John sank back against his pillows with a groan. I started in with the story, telling him everything except the names of Léontine and Ivan. Before I had finished, John's face changed for the better. The dull look had gone out of his eyes and they had grown hard and bright. There was a tinge of colour in his cheeks and his jaw was set. When I had finished he reached out one hand and gave me a grip that hurt.
"My word!" he muttered, "what a man you are," and added a lot of truck unnecessary to repeat. For several minutes he lay there, soaking in what I had told him. Then says he:
"You must get out of the country right off, Frank. Your life is in danger every minute here."
"I'm leaving this evening," said I, for I had decided not to tell him about my plan for stalking Chu-Chu. If anything were to go wrong he would always look upon himself as my murderer. "You must clear out for awhile yourself, John. We look too much alike for your safety."
"No," says he, "I'll stop here"; and his jaw stiffened again.
I did my best to persuade him to go, if only for the sake of Edith, but he was set as solid as the pyramid of Cheops.

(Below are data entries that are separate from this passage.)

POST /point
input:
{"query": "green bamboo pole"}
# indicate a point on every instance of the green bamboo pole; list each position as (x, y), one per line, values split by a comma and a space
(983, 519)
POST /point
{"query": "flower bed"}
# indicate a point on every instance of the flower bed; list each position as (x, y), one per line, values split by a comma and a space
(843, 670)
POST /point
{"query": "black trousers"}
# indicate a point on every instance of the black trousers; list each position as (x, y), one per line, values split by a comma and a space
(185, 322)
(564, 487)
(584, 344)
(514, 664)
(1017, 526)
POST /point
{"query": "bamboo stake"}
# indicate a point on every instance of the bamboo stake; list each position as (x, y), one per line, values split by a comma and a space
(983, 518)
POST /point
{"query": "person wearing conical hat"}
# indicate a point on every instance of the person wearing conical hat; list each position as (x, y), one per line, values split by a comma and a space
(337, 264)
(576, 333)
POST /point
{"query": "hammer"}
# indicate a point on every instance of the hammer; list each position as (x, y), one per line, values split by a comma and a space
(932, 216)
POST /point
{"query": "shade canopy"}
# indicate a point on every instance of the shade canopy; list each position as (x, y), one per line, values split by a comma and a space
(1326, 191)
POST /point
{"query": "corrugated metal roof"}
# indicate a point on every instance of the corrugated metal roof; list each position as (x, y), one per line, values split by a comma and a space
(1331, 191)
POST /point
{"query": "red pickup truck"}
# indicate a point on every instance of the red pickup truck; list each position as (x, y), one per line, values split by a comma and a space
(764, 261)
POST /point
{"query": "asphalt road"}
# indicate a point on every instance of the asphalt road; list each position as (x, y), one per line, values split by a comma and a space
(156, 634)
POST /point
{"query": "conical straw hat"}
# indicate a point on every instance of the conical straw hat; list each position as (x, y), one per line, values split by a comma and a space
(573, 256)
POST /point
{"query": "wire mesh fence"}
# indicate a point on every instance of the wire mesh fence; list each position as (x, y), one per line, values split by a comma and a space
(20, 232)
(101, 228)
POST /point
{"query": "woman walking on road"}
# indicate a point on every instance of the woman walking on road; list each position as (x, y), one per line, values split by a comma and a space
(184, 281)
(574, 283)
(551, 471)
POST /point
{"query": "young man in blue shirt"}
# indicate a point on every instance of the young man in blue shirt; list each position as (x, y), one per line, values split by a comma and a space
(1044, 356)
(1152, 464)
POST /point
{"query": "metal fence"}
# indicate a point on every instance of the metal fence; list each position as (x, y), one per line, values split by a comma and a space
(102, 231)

"I've brought all of this mess on both of us," says he. "I'll take the consequences. Besides, this thug knows about me and won't run any unnecessary bother and risk. I'm in no great danger."
Well, sir, there was no budging him, and that made me all the more impatient to get on the warpath after Chu-Chu. It was now not only a measure of self-preservation, but an imperative duty.
Finally, says John, in a dull voice:
"Edith must know the truth."
"Edith must know nothing of the sort," I cried fiercely. "Man, it would kill her—and you know it."
A shiver went through John. "I owe it to you—" he began.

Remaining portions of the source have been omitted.